I'm learning tidymodels. The following code runs nicely:
library(tidyverse)
library(tidymodels)
# Draw a random sample of 2000 to try the models
set.seed(1234)
diamonds <- diamonds %>%
sample_n(2000)
diamonds_split <- initial_split(diamonds, prop = 0.80, strata="price")
diamonds_train <- training(diamonds_split)
diamonds_test <- testing(diamonds_split)
folds <- rsample::vfold_cv(diamonds_train, v = 10, strata="price")
metric <- metric_set(rmse,rsq,mae)
# Model KNN
knn_spec <-
nearest_neighbor(
mode = "regression",
neighbors = tune("k"),
engine = "kknn"
)
knn_rec <-
recipe(price ~ ., data = diamonds_train) %>%
step_log(all_outcomes()) %>%
step_normalize(all_numeric_predictors()) %>%
step_dummy(all_nominal_predictors())
knn_wflow <-
workflow() %>%
add_model(knn_spec) %>%
add_recipe(knn_rec)
knn_grid = expand.grid(k=c(1,5,10,30))
knn_res <-
tune_grid(
knn_wflow,
resamples = folds,
metrics = metric,
grid = knn_grid
)
collect_metrics(knn_res)
autoplot(knn_res)
show_best(knn_res,metric="rmse")
# Best KNN
best_knn_spec <-
nearest_neighbor(
mode = "regression",
neighbors = 10,
engine = "kknn"
)
best_knn_wflow <-
workflow() %>%
add_model(best_knn_spec) %>%
add_recipe(knn_rec)
best_knn_fit <- last_fit(best_knn_wflow, diamonds_split)
collect_metrics(best_knn_fit)
But when I try to fit the best model on the training set and applying it to the test set I run into problems.
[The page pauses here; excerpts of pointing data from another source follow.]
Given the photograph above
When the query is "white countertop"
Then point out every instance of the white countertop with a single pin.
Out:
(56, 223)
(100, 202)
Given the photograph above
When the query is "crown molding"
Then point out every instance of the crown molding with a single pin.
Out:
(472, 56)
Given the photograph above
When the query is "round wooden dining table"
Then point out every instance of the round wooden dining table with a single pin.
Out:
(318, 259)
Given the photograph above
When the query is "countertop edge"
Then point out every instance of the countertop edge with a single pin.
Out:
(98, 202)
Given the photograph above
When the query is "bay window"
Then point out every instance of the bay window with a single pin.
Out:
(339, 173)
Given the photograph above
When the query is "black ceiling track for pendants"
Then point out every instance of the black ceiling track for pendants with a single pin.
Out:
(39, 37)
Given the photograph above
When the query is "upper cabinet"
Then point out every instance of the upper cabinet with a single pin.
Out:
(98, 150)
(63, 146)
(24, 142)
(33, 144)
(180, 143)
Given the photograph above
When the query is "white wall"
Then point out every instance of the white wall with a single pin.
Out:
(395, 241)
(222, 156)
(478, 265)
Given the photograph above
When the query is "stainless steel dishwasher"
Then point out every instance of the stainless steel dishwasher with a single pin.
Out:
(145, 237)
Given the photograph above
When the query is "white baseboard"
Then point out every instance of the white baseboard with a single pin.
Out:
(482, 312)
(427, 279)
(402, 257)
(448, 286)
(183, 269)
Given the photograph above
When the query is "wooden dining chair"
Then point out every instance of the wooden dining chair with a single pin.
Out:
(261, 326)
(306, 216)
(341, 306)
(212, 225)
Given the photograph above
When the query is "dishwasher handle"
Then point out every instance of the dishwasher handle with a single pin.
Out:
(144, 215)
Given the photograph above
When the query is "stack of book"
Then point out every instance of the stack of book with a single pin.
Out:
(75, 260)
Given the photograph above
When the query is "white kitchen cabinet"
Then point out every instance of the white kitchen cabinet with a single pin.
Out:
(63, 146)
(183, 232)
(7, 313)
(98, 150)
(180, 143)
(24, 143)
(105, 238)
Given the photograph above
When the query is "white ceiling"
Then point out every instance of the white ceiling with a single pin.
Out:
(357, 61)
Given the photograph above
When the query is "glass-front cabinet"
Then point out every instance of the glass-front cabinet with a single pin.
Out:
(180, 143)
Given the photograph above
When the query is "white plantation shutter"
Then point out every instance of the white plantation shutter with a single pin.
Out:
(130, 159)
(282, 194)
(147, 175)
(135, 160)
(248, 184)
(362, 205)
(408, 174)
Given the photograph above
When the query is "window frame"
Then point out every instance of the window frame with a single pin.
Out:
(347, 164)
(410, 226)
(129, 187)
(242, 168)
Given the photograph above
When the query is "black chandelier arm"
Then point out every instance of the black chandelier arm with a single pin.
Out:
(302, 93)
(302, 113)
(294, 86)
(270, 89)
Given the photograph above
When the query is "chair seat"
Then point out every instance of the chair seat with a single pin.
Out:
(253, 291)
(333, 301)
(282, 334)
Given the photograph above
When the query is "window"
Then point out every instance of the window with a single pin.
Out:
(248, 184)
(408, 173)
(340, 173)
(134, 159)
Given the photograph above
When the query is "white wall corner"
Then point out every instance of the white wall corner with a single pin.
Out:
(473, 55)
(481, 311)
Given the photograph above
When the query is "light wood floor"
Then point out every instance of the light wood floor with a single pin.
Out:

The following two lines give me the error : "Error in step_log()
:
! The following required column is missing from new_data
in step 'log_mUSAb': price.
Run rlang::last_trace()
to see where the error occurred."
# Predict Manually
f1 = fit(best_knn_wflow,diamonds_train)
p1 = predict(f1,new_data=diamonds_test)
This problem is related to log transform outcome variable in tidymodels workflow
For log transformations to the outcome, we strongly recommend that those transformation be done before you pass them to the recipe()
. This is because you are not guaranteed to have an outcome when predicting (which is what happens when you last_fit()
a workflow) on new data. And the recipe fails.
You are seeing this here as when you predict on a workflow()
object, it only passes the predictors, as it is all that it needs. Hence why you see this error.
Since log transformations isn't a learned transformation you can safely do it before.
diamonds_train$price <- log(diamonds_train$price)
if (!is.null(diamonds_test$price)) {
diamonds_test$price <- log(diamonds_test$price)
}